**WARNING: THIS POST CONTAINS SPOILERS FOR AVENGERS: AGE OF ULTRON**
My initial reaction to Avengers: Age of Ultron was overwhelmingly positive. Aside from its contribution to the Marvel franchise, the film stayed true to its comic book style, witty writing, while also being equally as thrilling and compelling with great action, acting and story telling. Although I’ve only been able to see it twice, the film has left me happy and ready for more.
I think my biggest take away from the movie was the character development that they were able to include in the story line. It is very hard for a movie with so many important characters to develop any kind of deep connections between characters or for the audience to witness any significant changes. The development of Iron Man was essential to the plot line because his fear and trauma from the first alien fight fueled his need for a mechanism to protect the Earth indefinitely (Ultron). However, he was not the only one who we saw change in this film.

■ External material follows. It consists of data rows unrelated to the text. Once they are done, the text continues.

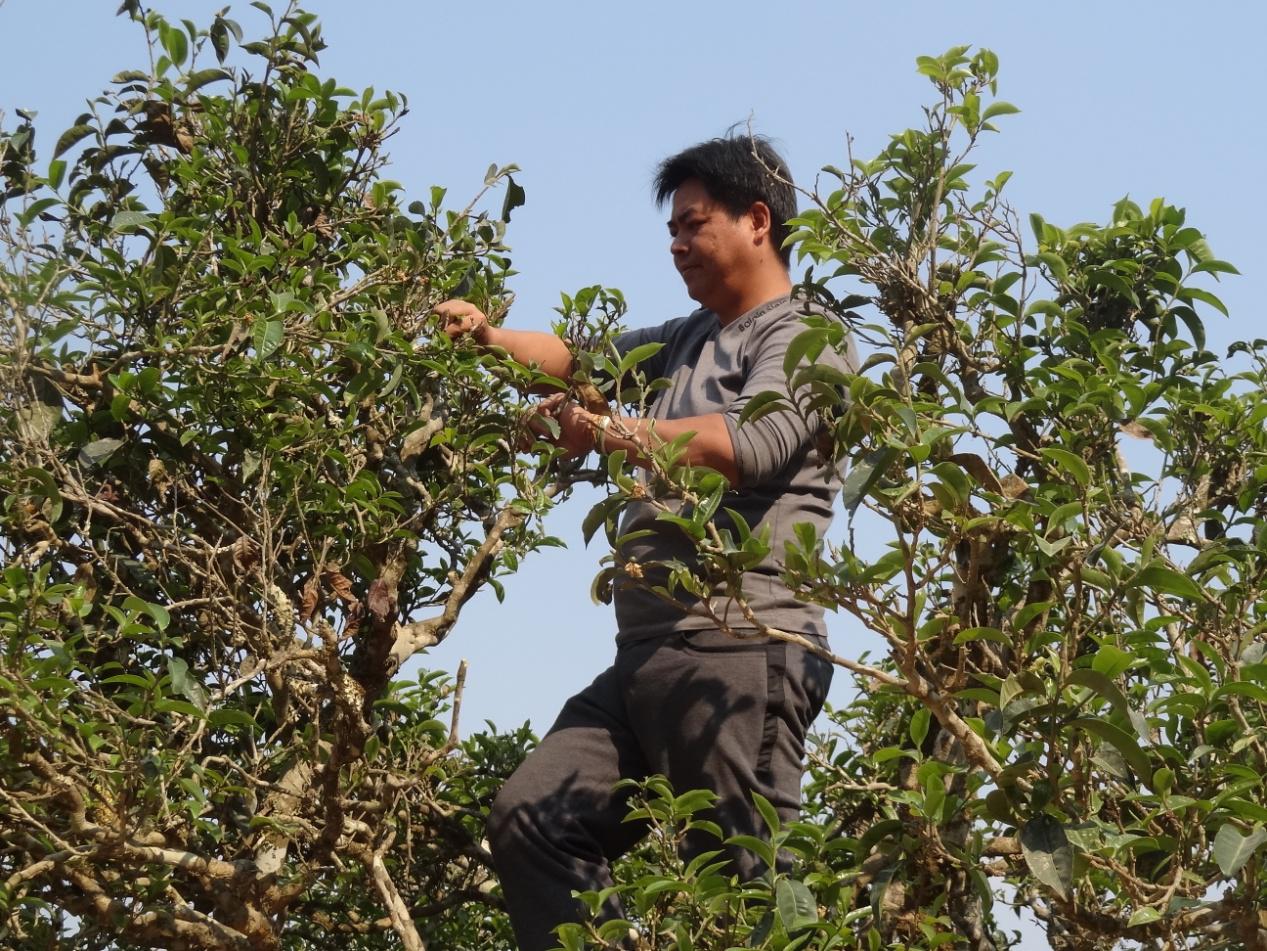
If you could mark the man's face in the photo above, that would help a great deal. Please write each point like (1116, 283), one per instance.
(711, 250)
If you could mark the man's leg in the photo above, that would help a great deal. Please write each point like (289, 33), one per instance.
(712, 712)
(556, 822)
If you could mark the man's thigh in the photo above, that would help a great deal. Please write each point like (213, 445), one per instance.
(712, 712)
(565, 785)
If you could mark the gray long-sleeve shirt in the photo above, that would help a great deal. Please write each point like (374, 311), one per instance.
(715, 369)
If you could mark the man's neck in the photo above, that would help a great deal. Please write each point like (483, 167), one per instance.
(753, 294)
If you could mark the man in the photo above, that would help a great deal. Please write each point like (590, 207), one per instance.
(688, 695)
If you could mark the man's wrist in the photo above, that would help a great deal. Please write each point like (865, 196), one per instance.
(601, 426)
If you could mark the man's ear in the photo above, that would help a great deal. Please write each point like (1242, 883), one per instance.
(759, 214)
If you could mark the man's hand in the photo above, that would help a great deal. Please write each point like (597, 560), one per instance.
(577, 424)
(460, 318)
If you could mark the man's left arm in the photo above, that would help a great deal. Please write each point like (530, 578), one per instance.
(745, 455)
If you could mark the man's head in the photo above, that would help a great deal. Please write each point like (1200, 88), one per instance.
(736, 172)
(730, 203)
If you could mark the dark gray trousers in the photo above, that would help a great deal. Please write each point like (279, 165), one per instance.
(702, 708)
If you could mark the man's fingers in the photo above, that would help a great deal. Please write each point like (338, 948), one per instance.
(459, 317)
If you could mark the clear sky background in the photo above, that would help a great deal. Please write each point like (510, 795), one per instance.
(1118, 98)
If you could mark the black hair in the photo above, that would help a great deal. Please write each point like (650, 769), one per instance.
(736, 171)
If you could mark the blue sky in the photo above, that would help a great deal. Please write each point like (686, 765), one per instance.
(1116, 98)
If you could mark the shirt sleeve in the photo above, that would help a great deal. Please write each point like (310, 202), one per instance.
(765, 446)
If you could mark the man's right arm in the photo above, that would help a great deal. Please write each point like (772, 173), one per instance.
(550, 353)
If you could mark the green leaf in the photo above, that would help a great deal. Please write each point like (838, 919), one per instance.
(806, 345)
(131, 220)
(865, 472)
(176, 44)
(1111, 661)
(999, 109)
(266, 336)
(219, 39)
(56, 172)
(515, 198)
(98, 451)
(1191, 294)
(1121, 741)
(639, 353)
(1048, 854)
(796, 904)
(1232, 850)
(203, 77)
(76, 133)
(1068, 462)
(1144, 916)
(1102, 685)
(919, 728)
(1159, 578)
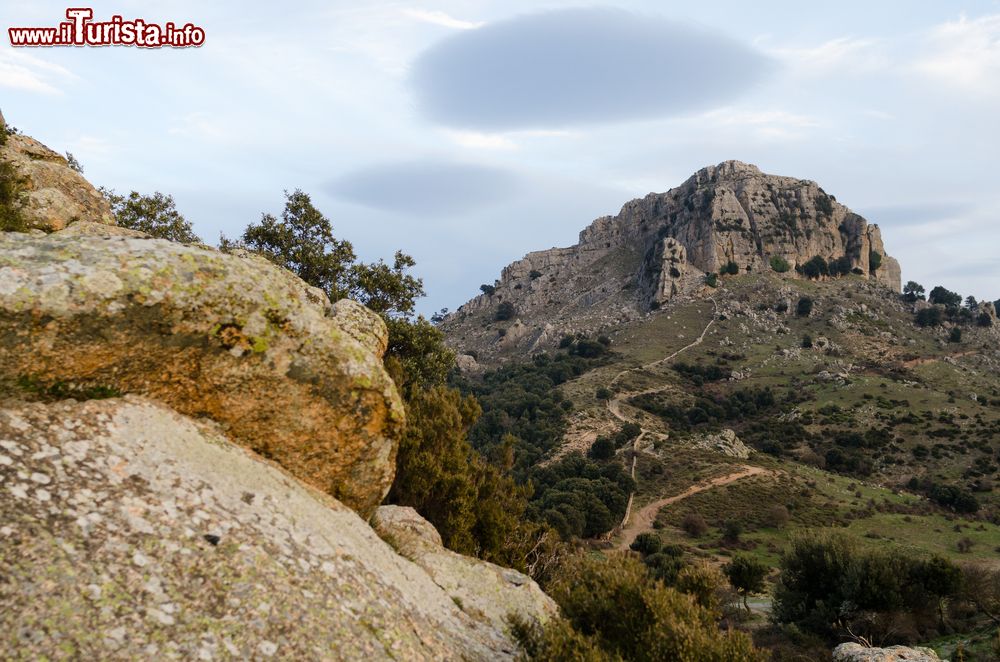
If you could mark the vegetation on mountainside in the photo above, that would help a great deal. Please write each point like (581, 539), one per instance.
(154, 214)
(11, 219)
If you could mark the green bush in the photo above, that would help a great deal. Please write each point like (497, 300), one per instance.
(780, 264)
(815, 268)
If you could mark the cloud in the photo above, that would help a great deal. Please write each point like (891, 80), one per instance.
(23, 71)
(580, 66)
(428, 187)
(440, 18)
(965, 54)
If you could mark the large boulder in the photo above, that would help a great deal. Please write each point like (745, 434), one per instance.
(485, 591)
(55, 195)
(230, 338)
(128, 532)
(854, 652)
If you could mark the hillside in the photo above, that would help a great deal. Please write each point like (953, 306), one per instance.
(729, 217)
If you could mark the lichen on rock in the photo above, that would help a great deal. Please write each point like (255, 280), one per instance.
(229, 338)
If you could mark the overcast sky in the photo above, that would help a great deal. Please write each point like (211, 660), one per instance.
(470, 133)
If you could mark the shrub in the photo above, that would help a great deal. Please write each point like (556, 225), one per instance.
(154, 214)
(777, 516)
(646, 543)
(929, 317)
(629, 616)
(804, 307)
(505, 311)
(779, 264)
(945, 297)
(694, 525)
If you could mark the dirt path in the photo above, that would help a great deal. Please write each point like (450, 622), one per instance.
(643, 519)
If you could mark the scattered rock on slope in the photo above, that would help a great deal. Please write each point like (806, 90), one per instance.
(487, 591)
(128, 531)
(234, 339)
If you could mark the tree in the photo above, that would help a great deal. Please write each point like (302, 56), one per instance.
(630, 617)
(602, 449)
(929, 317)
(913, 291)
(302, 241)
(746, 574)
(779, 264)
(505, 311)
(804, 307)
(154, 214)
(945, 297)
(815, 268)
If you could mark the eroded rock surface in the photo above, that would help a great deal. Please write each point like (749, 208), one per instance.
(852, 652)
(55, 195)
(129, 532)
(233, 339)
(659, 248)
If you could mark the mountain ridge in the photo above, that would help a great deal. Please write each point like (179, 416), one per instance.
(727, 217)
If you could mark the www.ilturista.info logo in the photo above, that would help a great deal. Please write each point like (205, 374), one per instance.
(81, 30)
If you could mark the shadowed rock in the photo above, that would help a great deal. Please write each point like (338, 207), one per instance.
(234, 339)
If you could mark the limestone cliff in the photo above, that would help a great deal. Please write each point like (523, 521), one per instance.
(661, 246)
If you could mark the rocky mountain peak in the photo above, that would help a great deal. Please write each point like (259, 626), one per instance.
(727, 217)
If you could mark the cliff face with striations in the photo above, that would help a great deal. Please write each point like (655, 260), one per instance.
(661, 246)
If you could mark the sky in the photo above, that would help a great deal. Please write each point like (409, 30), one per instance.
(468, 133)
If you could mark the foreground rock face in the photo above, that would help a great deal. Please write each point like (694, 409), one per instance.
(853, 652)
(55, 195)
(128, 531)
(486, 591)
(660, 247)
(233, 339)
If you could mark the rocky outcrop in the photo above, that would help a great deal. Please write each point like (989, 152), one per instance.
(731, 216)
(485, 591)
(128, 532)
(852, 652)
(230, 338)
(725, 442)
(53, 194)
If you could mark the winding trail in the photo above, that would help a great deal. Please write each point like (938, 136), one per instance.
(644, 518)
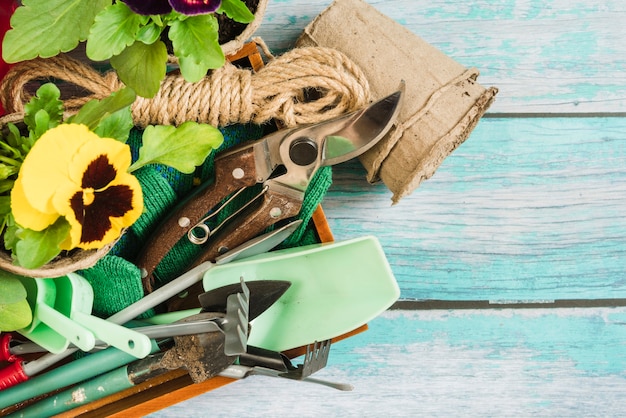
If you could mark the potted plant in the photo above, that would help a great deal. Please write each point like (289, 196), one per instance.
(67, 188)
(133, 34)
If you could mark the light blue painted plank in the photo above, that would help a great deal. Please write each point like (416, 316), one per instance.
(545, 56)
(549, 363)
(526, 209)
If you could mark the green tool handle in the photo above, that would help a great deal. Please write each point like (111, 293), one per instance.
(91, 390)
(69, 374)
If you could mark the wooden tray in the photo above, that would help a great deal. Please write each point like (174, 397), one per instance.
(176, 386)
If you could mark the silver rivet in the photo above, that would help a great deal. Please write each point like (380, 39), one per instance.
(238, 173)
(275, 212)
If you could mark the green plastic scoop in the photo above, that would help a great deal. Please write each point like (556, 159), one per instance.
(335, 288)
(49, 328)
(75, 300)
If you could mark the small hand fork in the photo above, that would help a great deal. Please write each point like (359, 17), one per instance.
(315, 359)
(270, 363)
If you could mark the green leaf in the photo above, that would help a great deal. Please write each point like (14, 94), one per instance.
(142, 67)
(95, 111)
(117, 125)
(11, 288)
(36, 248)
(195, 42)
(47, 99)
(46, 27)
(191, 70)
(7, 171)
(182, 148)
(114, 29)
(5, 186)
(14, 138)
(15, 316)
(5, 203)
(237, 11)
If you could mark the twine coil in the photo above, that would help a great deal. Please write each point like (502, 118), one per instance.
(280, 90)
(229, 95)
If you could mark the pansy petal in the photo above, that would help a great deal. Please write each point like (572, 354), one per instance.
(88, 170)
(97, 218)
(195, 7)
(27, 216)
(148, 7)
(46, 165)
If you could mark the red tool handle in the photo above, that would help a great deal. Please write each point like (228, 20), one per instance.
(12, 375)
(5, 348)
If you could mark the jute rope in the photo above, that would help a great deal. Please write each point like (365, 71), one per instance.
(280, 90)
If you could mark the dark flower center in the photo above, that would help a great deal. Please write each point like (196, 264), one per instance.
(108, 202)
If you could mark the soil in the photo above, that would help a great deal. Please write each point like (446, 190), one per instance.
(229, 29)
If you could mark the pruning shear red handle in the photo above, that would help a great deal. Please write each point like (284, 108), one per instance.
(300, 151)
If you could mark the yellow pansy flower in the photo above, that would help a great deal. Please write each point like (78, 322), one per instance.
(74, 173)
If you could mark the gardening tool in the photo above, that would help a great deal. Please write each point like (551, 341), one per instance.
(205, 355)
(50, 328)
(263, 292)
(284, 163)
(258, 361)
(204, 358)
(20, 372)
(335, 288)
(75, 300)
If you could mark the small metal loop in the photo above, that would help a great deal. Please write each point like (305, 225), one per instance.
(197, 239)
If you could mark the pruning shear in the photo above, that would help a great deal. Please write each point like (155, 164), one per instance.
(284, 163)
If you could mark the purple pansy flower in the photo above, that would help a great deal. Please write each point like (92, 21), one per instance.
(186, 7)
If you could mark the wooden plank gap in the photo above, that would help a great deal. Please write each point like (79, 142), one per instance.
(487, 304)
(530, 115)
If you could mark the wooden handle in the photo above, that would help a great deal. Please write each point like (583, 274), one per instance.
(234, 171)
(275, 206)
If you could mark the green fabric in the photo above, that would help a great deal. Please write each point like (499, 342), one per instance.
(117, 281)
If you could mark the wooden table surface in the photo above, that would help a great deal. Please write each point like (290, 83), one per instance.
(512, 258)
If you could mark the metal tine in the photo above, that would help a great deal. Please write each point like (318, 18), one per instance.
(236, 326)
(315, 359)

Outside of Iron Man, the film did a good job of showing growth in Natasha Romanov, Bruce Banner, and in their relationship. The characters start off hinting at a potential romantic relationship, but before anything can really get started, Ultron makes his entrance and everyone’s a little distracted. After the effects of the Scarlet Witch’s mind games wear off, they discuss the potential of a future together. Bruce still doesn’t trust the Hulk and believes that he would be a danger to everyone, including Natasha. We then get a glimpse into Natasha’s past in the Red Room; we learn about her training and her sterilization and her own beliefs about herself and her past. And while it seems like they will be able to fall of the grid together near the end of the film, the Hulk leaves Natasha behind. It is unclear as to whether or not the Hulk’s understanding of the situation has anything to do with the decision he makes in the end, but I believe that Bruce is still set on the idea that the world would be a better place if he just disappeared. It will be interesting to see how they are able to show him develop further both as an individual character and with Natasha. Natasha, on the other hand, now has a challenge in her future after being left by Bruce. There is also a great deal of potential for her relationship with Steve to become more developed in future films as well.
The other significant character development witnessed in the film was Clint Barton’s. Hawkeye is personally one of my favorite characters in the whole franchise, and to say I didn’t see that ‘secret-family-on-the-farm-in-the-middle-of-nowhere’ plot line would be a giant understatement. But I think this really adds to his character. I feel like he is the unspoken father of the Avengers; he’s not the most powerful or the most popular, but he helps keep them all together and focused in tough times. His relationship with Pietro and Wanda really opened that side of him. It really shows when he talks to Wanda about being an Avenger, and he says “It’s my job” because he believes that he has to do whatever he can to get the job done. I loved that speech because I saw that even though he was being encouraging and leader-like, which we don’t normally see Hawkeye doing, he still retains his own character (“and I have a bow and arrow…”) and I think that’s really important to understanding his character as a whole.
The basic plot line was stereotypical to say the least and a bit predictable at times, but personally I don’t think I would have changed a thing. One of the things that makes Marvel movies so unique is that they stay true to the comic book genre even though the medium has changed. I love that about their movies, and I feel like if they keep the plot line more generic, they are able to enhance their characters and writing in different and more creative ways. The ongoing ‘language’ joke that they all shared throughout the film was another thing I love about this movie. The connections that tie whole movies together are like my guilty pleasure; I love motifs and connections like that. That’s probably why I find parodies so fascinating, especially when they’re done well (if you’ve ever seen/read The Importance of Being Earnest, I highly suggest looking up the play Travesties).
But I digress; the movie as a whole I thought was absolutely wonderful, and there is not a thing about it I would change. I could also probably write a great deal more about it, but I’ve decided to give you just a taste of my most significant ‘take-aways’.